Reputation: 1424
I am trying to make regular expression for a String
shown blow coming in via TCP/IP socket.
$AVSYS,99999999,V1.17,SN0000103,32768*16
Each string should start with dollar sign $
and capital alpha character between 5 and 6 digits. They end with *
and 2 digits alphanumeric check-sum. Each fields is separated by comma ,
and can be any string.
I created a regular expression for it.
^\$[A-Z]{5,6}(\,.*)(\,.*)(\,.*)(\,.*)(\,.*)\*[\d\w]{2}$
I expected that it would match but it did not. I am not still familiar with regular expression even though I have read through Java doc. Please help for me to get correct regular expression.
I tried these two after I fixed my regular expression according to replies.
^\$[A-Z]{5,6}(\,.*)(\,.*)(\,.*)(\,.*)(\,.*)\*[\d\w]{2}$
^\$[A-Z]{5,6}(\,.*?)(\,.*?)(\,.*?)(\,.*?)\*[\d\w]{2}$
But I got the more result than I expected.

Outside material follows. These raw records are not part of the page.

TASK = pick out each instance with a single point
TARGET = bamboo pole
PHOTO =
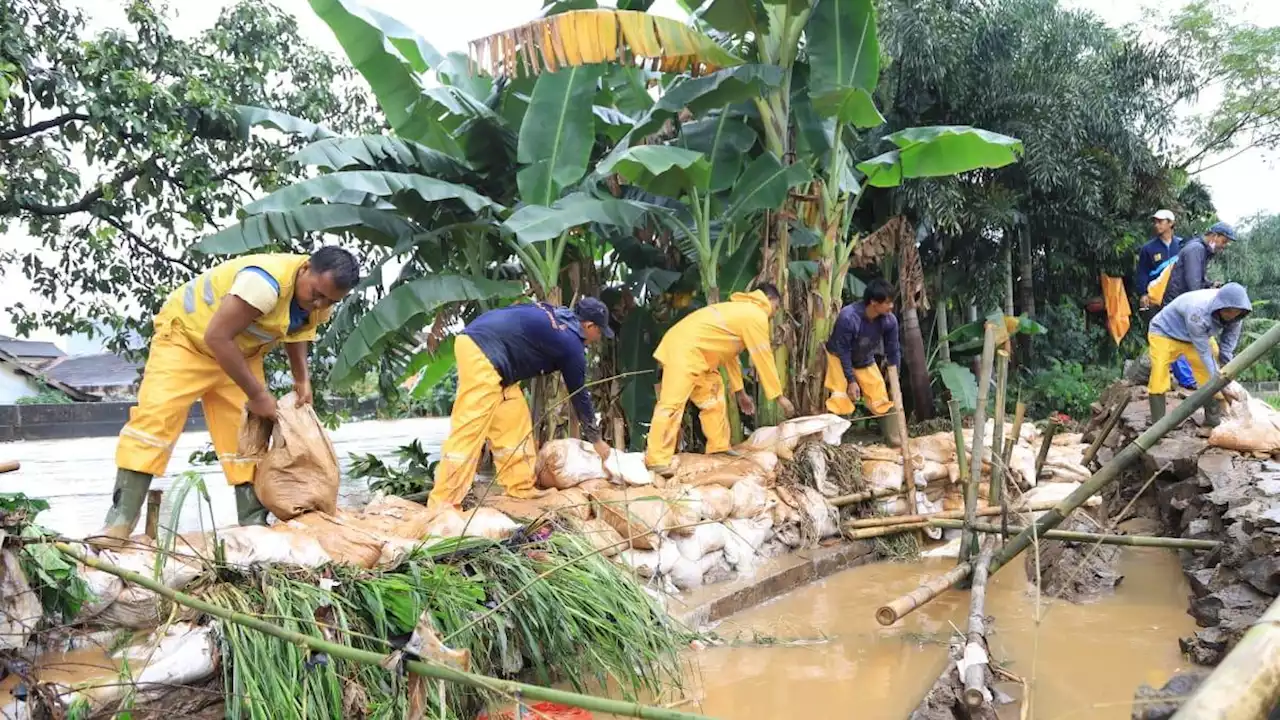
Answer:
(1247, 682)
(840, 501)
(1072, 536)
(958, 429)
(908, 473)
(366, 657)
(1019, 415)
(1054, 425)
(1105, 432)
(976, 675)
(979, 428)
(867, 533)
(933, 587)
(1110, 472)
(152, 524)
(947, 515)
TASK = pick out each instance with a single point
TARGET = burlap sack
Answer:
(300, 472)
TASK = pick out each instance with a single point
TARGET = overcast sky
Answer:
(1240, 187)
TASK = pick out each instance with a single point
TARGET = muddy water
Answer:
(77, 475)
(818, 652)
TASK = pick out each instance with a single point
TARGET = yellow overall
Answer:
(691, 355)
(484, 410)
(869, 381)
(181, 369)
(1164, 352)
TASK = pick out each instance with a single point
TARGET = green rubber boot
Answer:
(127, 500)
(888, 429)
(1157, 408)
(248, 507)
(1214, 413)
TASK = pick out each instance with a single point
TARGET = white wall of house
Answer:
(14, 386)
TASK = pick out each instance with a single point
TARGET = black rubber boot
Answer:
(127, 500)
(1157, 408)
(248, 507)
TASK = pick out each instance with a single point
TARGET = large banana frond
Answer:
(583, 37)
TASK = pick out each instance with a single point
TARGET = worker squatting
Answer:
(214, 332)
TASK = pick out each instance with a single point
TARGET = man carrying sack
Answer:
(1191, 326)
(860, 329)
(497, 352)
(209, 343)
(691, 355)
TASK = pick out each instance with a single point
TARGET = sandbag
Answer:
(749, 500)
(638, 515)
(567, 463)
(257, 545)
(300, 472)
(708, 537)
(1249, 425)
(602, 536)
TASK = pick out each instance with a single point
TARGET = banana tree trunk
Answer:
(917, 364)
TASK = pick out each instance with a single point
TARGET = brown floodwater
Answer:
(819, 652)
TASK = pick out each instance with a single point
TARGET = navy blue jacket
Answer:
(855, 338)
(1189, 273)
(1152, 259)
(525, 341)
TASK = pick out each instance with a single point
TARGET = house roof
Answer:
(28, 349)
(99, 369)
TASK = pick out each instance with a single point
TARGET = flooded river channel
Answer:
(819, 652)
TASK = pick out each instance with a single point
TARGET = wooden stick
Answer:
(1070, 536)
(366, 657)
(979, 428)
(946, 515)
(908, 473)
(1054, 425)
(900, 607)
(1247, 682)
(840, 501)
(1112, 420)
(152, 524)
(1132, 452)
(976, 675)
(865, 533)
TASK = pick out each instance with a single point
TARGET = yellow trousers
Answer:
(484, 410)
(707, 391)
(869, 381)
(176, 377)
(1164, 352)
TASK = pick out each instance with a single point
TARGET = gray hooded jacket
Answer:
(1191, 318)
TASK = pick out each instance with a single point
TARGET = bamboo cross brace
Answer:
(368, 657)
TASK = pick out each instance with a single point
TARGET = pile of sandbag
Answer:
(716, 515)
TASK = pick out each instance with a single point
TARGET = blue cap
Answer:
(1224, 229)
(594, 311)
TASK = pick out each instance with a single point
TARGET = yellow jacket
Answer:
(193, 304)
(714, 336)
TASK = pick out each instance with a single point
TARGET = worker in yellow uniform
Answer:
(496, 352)
(862, 329)
(209, 343)
(691, 355)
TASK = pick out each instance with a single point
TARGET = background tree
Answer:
(118, 149)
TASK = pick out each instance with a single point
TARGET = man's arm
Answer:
(300, 369)
(892, 342)
(232, 318)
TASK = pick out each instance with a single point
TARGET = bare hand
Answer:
(302, 390)
(787, 409)
(263, 405)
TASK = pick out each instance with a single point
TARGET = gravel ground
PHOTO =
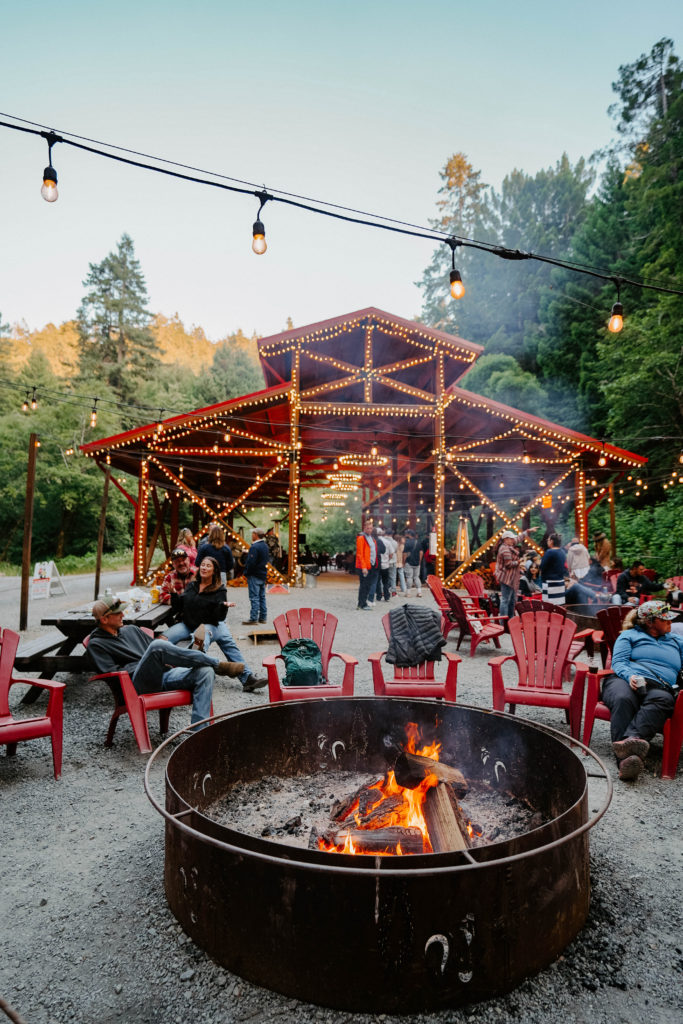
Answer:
(87, 935)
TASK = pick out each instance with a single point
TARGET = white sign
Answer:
(46, 577)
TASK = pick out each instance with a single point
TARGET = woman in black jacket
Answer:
(202, 609)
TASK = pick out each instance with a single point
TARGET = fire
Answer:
(408, 813)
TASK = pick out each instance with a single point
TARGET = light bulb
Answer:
(49, 186)
(259, 245)
(457, 287)
(616, 318)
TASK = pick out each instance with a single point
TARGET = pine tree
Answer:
(117, 346)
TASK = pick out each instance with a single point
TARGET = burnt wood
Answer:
(380, 840)
(445, 824)
(412, 769)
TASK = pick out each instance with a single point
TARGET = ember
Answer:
(420, 806)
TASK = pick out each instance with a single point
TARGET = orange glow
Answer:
(408, 814)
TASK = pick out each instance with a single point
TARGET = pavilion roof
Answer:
(366, 380)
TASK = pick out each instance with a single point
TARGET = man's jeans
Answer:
(367, 586)
(412, 573)
(256, 590)
(218, 634)
(508, 595)
(164, 667)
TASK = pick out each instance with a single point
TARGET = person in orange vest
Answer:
(367, 564)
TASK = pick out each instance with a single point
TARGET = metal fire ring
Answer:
(379, 867)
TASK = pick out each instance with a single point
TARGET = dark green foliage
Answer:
(231, 373)
(117, 346)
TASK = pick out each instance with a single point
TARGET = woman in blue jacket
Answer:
(646, 660)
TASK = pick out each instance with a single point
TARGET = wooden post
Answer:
(295, 462)
(28, 530)
(580, 514)
(100, 532)
(612, 519)
(439, 470)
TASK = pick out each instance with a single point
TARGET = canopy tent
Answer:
(367, 400)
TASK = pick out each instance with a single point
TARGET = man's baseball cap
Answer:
(649, 610)
(108, 604)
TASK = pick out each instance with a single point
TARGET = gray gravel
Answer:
(87, 935)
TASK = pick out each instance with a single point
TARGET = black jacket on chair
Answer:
(416, 636)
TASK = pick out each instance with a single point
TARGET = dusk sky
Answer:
(358, 103)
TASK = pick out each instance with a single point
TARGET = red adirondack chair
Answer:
(128, 701)
(541, 642)
(475, 623)
(580, 639)
(417, 681)
(14, 730)
(473, 584)
(319, 626)
(438, 592)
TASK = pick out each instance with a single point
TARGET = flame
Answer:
(408, 814)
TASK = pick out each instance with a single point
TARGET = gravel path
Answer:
(87, 935)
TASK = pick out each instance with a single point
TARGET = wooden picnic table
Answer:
(61, 649)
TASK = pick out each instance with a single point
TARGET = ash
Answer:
(289, 810)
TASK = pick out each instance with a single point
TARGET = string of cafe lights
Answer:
(324, 208)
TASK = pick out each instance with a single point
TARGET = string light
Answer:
(49, 187)
(457, 287)
(335, 210)
(616, 320)
(259, 244)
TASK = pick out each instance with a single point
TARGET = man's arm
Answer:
(101, 657)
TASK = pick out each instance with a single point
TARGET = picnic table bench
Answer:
(61, 649)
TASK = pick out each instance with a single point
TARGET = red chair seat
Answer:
(416, 681)
(15, 730)
(541, 642)
(321, 627)
(128, 701)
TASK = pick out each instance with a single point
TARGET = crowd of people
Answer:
(646, 663)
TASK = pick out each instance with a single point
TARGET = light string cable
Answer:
(334, 210)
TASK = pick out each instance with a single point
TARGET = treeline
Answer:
(544, 329)
(547, 348)
(117, 365)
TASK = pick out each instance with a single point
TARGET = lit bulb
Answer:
(258, 245)
(616, 318)
(49, 187)
(457, 287)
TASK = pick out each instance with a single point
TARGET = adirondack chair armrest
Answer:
(349, 669)
(44, 684)
(346, 658)
(497, 679)
(270, 665)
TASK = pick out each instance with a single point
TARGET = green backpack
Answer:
(303, 663)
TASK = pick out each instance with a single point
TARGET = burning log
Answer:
(364, 799)
(378, 840)
(447, 830)
(412, 769)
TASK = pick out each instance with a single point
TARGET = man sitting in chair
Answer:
(154, 665)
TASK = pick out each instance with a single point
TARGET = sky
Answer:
(358, 103)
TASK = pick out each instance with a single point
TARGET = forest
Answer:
(547, 349)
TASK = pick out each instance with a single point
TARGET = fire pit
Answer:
(378, 933)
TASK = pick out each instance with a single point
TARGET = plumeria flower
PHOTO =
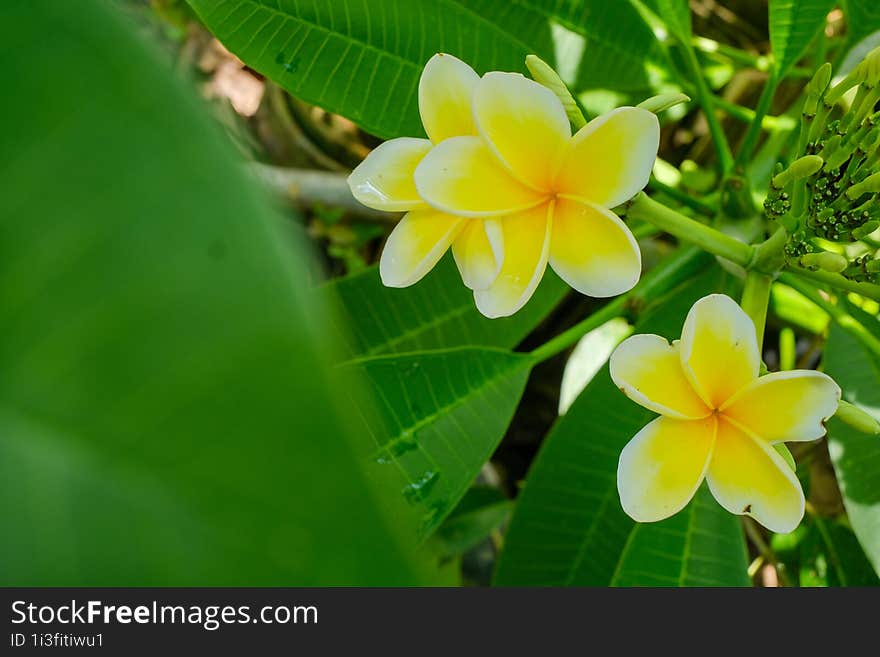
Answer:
(504, 182)
(718, 419)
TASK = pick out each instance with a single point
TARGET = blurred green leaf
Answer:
(793, 25)
(602, 45)
(363, 59)
(846, 562)
(677, 15)
(568, 527)
(167, 414)
(855, 455)
(862, 18)
(480, 511)
(438, 312)
(437, 416)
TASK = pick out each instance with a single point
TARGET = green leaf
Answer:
(677, 14)
(855, 455)
(601, 44)
(481, 510)
(167, 412)
(438, 312)
(862, 19)
(793, 25)
(437, 416)
(846, 562)
(568, 527)
(363, 58)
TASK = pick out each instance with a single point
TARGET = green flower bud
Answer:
(544, 74)
(826, 261)
(803, 167)
(870, 185)
(857, 418)
(865, 229)
(661, 102)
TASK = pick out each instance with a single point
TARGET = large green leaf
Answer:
(793, 25)
(862, 18)
(436, 313)
(601, 44)
(167, 414)
(856, 456)
(437, 416)
(568, 527)
(363, 58)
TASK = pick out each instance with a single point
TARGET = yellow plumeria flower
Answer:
(718, 419)
(385, 181)
(510, 188)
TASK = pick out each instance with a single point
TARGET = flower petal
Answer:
(445, 91)
(648, 370)
(478, 251)
(415, 245)
(786, 406)
(609, 160)
(461, 176)
(526, 245)
(662, 467)
(384, 180)
(524, 124)
(719, 349)
(748, 476)
(592, 249)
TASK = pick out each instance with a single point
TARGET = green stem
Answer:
(868, 290)
(682, 197)
(842, 318)
(645, 208)
(707, 101)
(748, 115)
(754, 131)
(755, 299)
(662, 278)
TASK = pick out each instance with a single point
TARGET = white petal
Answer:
(445, 91)
(719, 349)
(610, 159)
(524, 124)
(461, 176)
(385, 179)
(648, 370)
(526, 245)
(786, 406)
(662, 467)
(478, 251)
(415, 245)
(748, 476)
(592, 249)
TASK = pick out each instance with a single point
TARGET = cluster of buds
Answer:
(831, 193)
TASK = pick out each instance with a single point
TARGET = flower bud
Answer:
(826, 261)
(870, 185)
(661, 102)
(857, 418)
(803, 167)
(865, 229)
(544, 74)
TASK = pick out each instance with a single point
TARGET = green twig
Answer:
(842, 318)
(754, 131)
(756, 297)
(706, 99)
(645, 208)
(868, 290)
(682, 197)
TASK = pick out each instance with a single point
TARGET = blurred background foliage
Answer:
(160, 426)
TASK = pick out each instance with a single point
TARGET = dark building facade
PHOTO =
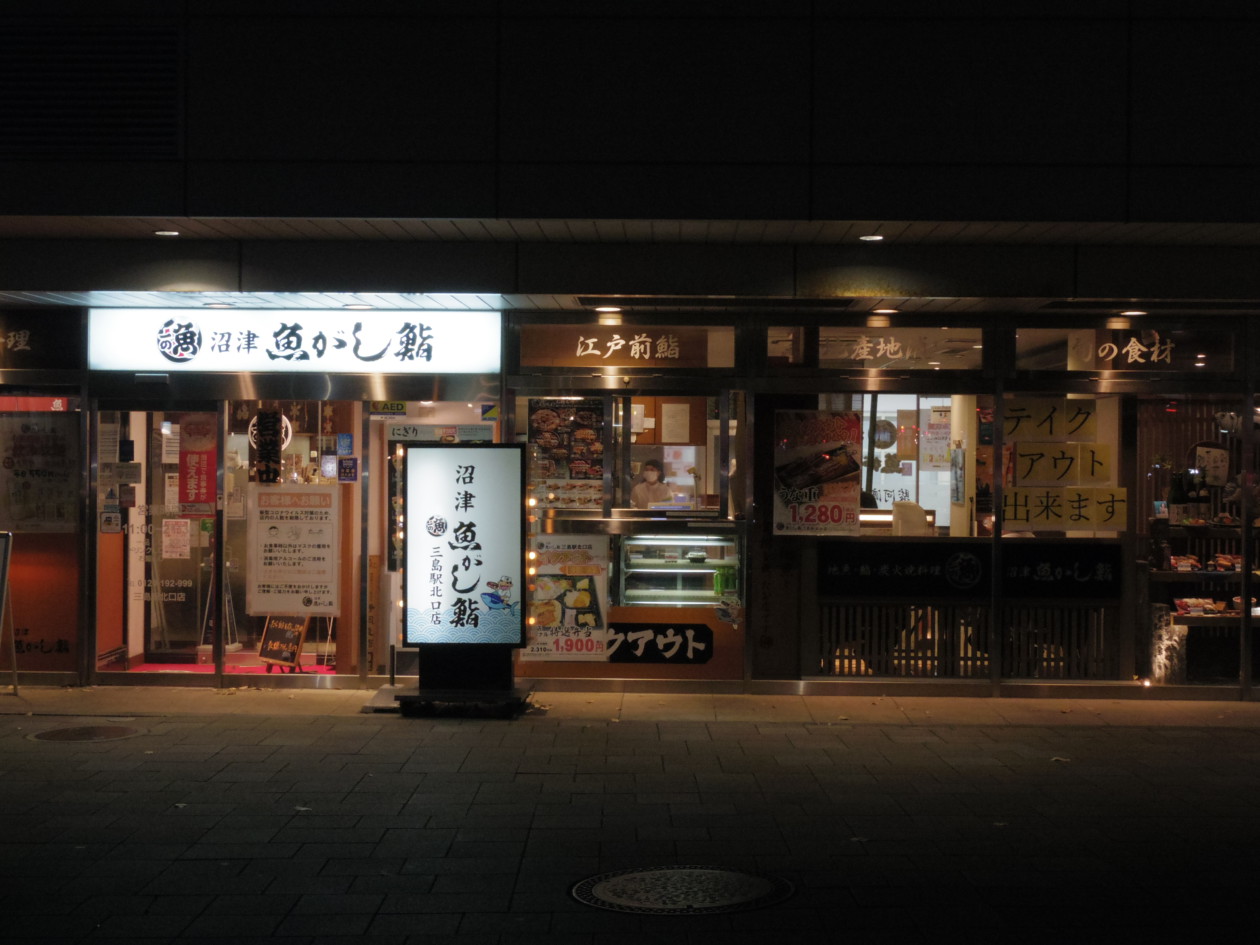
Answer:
(919, 238)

$AVSYS,99999999,V1.17,SN0000103,32768*16
$AVRMC,80000551,144811,A,4351.3789,N,07923.4712,W,0.00,153.45,091107,A,,161,1*64
$AVRMC,80000551,144811,A,4351.3789,N,07923.4712,W,0.00,153.45,091107,A,,161,1,0,0*64
$EAVSYS,99999999,12345678901234567890,9057621228,,,*0B
Above sentences all match with the regexp.But I want to get just 1). How can I achieve this?
Upvotes: 1
Views: 186
Reputation: 3994
Your regex has an extra sub-group. This should work:
^\$[A-Z]{5,6}(\,.*)(\,.*)(\,.*)(\,.*)\*[\d\w]{2}$
On a side note, this should also work, but with a better efficiency as it would eliminate a lot of back-tracking; the '?' added makes the regex match in a non-greedy fashion.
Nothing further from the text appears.